И в самом деле, он продолжал стоять в ожидании.
Поняв, что портной настроился ждать, и не осмеливаясь сказать ему, чтобы он перешел в комнату рядом, я решил, чего бы это мне ни стоило, на глазах у него встать с кровати; он быстрым взглядом окинул меня и, обернувшись к своему груму, сказал:
– Номер один: у милорда первый рост.
Грум вытащил из своего свертка полный костюм черного цвета. Портной примерил его на мне: костюм был сшит будто по мне и каким-то чудом соответствовал моему высокому росту. Затем, тут же сняв необходимые мерки, чтобы изготовить для меня целый гардероб, он удалился. Я проводил его до двери и поблагодарил за труды.
После этого я вернулся в спальню, горя желанием увидеть, насколько новый костюм изменил мой облик.
Меня просто нельзя было узнать, и я начал верить, что дядя прав и, если мне когда-нибудь удастся обуздать злосчастную застенчивость, являвшуюся причиной всех моих несчастий, я смогу стать таким же человеком, как любой другой.
Признаться, я испытывал немалое удовлетворение от этого осмотра, как вдруг в комнату ко мне вошел камердинер, за которым следовал какой-то джентльмен, одетый как на бал; не будучи готов к такому визиту вежливости, я чрезвычайно разволновался и не знал, следует ли мне броситься навстречу незнакомцу, но в эту минуту камердинер объявил:
"Ваш учитель танцев, сударь!"
Вошедший господин приблизился ко мне, проявив при этом безукоризненное изящество, затем снисходительно оглядел ученика, способности которого ему предстояло развивать, и, вперившись оценивающим взглядом в нижнюю часть моей особы, произнес:
"Очень рад, милорд, что меня выбрали для обучения такой красивой пары ног".
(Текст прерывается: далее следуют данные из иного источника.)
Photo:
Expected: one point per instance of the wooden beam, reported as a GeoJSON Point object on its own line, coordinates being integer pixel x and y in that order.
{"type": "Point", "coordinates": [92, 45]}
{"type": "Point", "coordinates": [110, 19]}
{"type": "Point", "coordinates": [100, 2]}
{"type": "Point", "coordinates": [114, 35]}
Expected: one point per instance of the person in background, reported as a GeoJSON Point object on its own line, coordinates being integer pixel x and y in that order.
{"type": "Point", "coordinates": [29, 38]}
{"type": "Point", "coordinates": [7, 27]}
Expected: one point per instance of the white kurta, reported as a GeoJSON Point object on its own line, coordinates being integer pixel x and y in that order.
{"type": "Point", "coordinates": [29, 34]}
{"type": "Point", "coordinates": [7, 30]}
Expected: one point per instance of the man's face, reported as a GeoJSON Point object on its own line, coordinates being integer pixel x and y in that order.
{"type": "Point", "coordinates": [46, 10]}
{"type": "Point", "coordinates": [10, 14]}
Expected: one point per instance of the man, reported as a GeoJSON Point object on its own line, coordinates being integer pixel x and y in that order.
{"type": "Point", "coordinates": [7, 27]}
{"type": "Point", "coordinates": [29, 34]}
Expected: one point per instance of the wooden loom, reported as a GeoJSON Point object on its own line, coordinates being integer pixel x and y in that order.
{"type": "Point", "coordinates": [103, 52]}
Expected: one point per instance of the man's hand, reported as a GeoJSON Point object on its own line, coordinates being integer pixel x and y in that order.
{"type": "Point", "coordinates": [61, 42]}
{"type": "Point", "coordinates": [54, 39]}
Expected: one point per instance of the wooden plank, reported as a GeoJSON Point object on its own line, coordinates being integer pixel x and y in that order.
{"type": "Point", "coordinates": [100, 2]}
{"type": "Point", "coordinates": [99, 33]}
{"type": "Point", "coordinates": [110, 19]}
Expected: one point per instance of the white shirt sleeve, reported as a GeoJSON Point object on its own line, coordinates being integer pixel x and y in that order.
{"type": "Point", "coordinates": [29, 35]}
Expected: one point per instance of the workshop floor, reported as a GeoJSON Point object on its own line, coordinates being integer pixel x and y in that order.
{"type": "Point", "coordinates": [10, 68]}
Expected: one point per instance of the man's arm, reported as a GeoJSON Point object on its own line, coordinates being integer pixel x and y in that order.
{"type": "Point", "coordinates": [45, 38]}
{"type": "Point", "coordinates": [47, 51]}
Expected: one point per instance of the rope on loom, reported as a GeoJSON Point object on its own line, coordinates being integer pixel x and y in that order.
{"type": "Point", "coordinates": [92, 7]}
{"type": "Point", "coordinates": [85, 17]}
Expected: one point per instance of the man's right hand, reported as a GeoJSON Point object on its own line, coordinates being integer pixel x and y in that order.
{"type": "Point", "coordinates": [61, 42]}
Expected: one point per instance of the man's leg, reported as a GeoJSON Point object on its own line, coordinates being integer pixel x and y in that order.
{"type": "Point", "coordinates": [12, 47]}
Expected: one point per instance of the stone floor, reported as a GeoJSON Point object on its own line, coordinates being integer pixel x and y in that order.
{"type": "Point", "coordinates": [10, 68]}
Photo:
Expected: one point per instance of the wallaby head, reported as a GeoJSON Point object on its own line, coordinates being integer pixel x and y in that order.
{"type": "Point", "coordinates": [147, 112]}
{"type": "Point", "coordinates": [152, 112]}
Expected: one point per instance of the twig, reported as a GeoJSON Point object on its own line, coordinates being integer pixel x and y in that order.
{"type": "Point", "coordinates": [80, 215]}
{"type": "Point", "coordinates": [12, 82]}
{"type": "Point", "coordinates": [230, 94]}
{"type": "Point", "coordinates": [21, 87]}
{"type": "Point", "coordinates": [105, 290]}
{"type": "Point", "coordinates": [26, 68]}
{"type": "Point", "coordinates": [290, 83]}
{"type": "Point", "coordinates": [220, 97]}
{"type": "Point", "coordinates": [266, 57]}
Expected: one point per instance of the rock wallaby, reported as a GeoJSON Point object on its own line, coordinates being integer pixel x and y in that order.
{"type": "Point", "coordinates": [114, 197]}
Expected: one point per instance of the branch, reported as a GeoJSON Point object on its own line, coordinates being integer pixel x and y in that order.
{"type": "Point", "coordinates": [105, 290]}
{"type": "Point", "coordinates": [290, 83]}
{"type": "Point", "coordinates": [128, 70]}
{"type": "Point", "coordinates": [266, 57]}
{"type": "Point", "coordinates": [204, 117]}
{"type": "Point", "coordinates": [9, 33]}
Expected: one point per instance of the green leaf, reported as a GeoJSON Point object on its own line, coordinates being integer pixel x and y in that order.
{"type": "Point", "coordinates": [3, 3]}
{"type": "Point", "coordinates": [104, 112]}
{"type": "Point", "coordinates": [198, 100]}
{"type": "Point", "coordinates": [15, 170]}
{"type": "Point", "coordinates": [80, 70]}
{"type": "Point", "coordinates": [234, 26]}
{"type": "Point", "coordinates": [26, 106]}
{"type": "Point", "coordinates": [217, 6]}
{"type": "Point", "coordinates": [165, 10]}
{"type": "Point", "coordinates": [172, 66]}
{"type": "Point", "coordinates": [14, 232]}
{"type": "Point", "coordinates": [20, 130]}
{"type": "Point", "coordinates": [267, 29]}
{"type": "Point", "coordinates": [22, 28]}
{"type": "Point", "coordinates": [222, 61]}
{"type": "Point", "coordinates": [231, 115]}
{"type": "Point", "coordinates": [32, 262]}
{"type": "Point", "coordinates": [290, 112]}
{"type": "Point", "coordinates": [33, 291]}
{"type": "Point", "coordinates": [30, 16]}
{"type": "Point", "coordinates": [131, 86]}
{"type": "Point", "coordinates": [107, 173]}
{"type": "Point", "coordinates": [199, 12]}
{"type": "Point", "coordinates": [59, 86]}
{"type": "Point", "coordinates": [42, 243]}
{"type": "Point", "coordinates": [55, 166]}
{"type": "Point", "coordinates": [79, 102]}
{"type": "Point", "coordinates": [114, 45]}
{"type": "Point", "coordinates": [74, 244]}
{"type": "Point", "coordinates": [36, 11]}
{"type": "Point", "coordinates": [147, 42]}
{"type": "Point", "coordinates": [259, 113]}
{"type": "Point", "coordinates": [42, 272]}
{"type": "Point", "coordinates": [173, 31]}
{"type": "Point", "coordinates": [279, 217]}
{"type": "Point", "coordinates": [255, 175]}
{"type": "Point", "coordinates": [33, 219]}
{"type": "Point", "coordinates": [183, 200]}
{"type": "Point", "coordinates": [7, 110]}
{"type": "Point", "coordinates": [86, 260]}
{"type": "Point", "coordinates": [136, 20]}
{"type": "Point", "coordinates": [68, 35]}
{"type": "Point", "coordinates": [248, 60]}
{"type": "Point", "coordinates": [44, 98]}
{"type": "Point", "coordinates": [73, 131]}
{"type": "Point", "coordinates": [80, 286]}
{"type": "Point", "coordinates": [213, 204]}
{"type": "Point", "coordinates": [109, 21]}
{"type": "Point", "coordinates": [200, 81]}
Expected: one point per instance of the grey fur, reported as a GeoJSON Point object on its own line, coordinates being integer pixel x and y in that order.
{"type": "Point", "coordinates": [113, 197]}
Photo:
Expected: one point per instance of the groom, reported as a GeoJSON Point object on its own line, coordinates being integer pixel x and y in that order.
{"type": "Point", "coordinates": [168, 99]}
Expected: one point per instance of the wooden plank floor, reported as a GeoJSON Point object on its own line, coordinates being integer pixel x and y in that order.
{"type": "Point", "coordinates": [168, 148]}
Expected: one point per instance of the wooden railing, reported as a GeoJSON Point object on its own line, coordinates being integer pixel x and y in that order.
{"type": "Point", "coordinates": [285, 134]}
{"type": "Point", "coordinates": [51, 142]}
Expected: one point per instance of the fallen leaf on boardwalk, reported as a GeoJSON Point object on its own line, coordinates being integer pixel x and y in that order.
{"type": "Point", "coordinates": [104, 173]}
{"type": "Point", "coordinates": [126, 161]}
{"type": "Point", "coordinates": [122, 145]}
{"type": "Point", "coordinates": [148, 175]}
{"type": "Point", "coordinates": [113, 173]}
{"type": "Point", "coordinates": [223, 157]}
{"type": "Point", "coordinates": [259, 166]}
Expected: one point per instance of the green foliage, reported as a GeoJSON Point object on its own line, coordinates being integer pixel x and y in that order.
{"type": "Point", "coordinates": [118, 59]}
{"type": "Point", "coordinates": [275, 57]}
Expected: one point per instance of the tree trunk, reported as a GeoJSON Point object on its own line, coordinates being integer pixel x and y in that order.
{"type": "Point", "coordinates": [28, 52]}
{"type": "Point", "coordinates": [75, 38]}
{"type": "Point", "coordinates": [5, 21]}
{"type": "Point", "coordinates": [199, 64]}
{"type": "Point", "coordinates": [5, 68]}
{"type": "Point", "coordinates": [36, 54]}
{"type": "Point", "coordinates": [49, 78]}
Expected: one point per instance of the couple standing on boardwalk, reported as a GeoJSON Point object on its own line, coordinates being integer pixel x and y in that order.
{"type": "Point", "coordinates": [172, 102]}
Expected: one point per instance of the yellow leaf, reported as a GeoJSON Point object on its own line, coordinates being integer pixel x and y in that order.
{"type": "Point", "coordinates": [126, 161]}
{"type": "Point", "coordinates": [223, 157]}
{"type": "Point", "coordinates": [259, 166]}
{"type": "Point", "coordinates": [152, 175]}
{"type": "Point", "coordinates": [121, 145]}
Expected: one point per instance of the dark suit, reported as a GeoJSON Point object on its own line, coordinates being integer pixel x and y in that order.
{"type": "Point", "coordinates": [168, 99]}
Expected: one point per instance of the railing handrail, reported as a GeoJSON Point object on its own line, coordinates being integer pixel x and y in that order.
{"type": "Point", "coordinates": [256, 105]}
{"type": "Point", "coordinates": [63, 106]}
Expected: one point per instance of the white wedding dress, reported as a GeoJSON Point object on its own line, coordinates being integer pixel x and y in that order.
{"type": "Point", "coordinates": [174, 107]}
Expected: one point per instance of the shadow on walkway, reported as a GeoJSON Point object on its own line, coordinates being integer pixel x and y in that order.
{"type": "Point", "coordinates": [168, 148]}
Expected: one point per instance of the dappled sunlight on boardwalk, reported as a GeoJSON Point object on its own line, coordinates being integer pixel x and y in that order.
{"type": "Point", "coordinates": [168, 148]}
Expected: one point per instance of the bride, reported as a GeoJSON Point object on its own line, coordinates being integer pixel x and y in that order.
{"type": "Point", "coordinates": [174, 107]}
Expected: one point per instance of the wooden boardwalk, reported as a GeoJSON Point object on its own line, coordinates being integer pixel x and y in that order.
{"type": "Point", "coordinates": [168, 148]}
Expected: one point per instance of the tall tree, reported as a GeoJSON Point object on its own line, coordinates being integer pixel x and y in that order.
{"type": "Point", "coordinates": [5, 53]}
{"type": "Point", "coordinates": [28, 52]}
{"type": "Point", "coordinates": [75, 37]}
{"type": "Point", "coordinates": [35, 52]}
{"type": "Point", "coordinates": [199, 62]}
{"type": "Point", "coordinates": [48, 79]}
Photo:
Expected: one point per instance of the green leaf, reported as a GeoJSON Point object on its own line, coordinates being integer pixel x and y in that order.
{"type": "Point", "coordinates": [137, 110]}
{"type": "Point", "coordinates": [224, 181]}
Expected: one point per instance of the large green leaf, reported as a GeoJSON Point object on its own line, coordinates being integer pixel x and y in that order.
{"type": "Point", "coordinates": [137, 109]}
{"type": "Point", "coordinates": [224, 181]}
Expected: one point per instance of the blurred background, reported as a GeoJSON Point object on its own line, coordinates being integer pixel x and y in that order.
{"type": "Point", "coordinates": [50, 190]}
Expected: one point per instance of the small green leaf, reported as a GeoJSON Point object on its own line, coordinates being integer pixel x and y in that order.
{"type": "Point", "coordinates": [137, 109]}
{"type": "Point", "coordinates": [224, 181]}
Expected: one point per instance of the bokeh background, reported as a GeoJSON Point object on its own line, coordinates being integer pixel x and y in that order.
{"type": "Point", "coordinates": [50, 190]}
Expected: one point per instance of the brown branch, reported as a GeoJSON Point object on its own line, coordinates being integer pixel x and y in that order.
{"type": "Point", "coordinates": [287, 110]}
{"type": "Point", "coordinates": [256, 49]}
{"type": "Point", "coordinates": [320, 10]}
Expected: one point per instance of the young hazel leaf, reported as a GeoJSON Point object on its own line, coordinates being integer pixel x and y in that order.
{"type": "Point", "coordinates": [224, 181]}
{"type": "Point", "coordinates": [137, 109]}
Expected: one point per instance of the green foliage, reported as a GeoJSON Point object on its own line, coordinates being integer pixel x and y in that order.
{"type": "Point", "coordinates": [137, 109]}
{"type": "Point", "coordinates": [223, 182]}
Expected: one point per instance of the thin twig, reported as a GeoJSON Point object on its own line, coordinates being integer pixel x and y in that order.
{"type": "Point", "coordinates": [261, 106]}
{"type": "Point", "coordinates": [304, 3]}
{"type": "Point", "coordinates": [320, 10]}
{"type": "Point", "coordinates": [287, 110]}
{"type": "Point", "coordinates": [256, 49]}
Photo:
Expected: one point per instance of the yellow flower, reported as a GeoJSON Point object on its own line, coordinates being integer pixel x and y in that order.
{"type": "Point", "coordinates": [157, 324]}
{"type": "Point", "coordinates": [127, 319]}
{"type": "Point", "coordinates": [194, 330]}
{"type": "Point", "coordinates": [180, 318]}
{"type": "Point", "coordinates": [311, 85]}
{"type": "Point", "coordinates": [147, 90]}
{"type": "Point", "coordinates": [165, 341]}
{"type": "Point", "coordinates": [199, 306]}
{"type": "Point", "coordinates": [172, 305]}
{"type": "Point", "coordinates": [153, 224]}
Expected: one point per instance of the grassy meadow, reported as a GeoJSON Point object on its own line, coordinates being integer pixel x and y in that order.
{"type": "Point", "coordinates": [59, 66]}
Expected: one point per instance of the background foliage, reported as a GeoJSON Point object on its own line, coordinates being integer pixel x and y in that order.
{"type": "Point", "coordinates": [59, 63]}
Я не привык слышать комплименты в адрес моей внешности, и эти слова окончательно привели меня в замешательство. Я хотел ответить ему и пробормотал что-то, а затем попытался сделать шаг, но так запутался, не сумев поставить одну за другой мои красивые ноги, вызвавшие восхищение у учителя танцев, что чуть было не растянулся во весь рост; однако он успел поддержать меня.
"Хорошо! – сказал он. – Хорошо! Вижу, у нас нет никакой подготовки. Тем лучше: нам не придется избавляться от дурных навыков".
"Дело в том, – ответил я, – что, за исключением чересчур сведенных внутрь коленей и мысков стоп, остальная часть тела, на мой взгляд, не лишена… я вполне… я…"
"Хорошо! Хорошо! – воскликнул радужно настроенный учитель танцев. – Я вижу, что у милорда затруднения с речью; тем лучше! Это доказывает, что способность мыслить переместилась у него в конечности. Будьте спокойны, милорд, мы ее разовьем, если она находится там, а если ее там нет, мы заставим ее спуститься туда. Что ж, милорд, начнем!"
Затрудняюсь рассказать, что происходило на том первом уроке, помню лишь, что глубокие знания математики необычайно помогали мне сохранять равновесие и удерживать центр тяжести во всех пяти основных позициях ног. Когда мои ступни освободились от орудия пытки, в котором им пришлось проходить обучение, они буквально отказывались нести мое тело, несмотря на всю его сухость, и я хромал на обе ноги, спускаясь в обеденный зал, где, как мне было сказано заранее, дядя ожидал меня к завтраку.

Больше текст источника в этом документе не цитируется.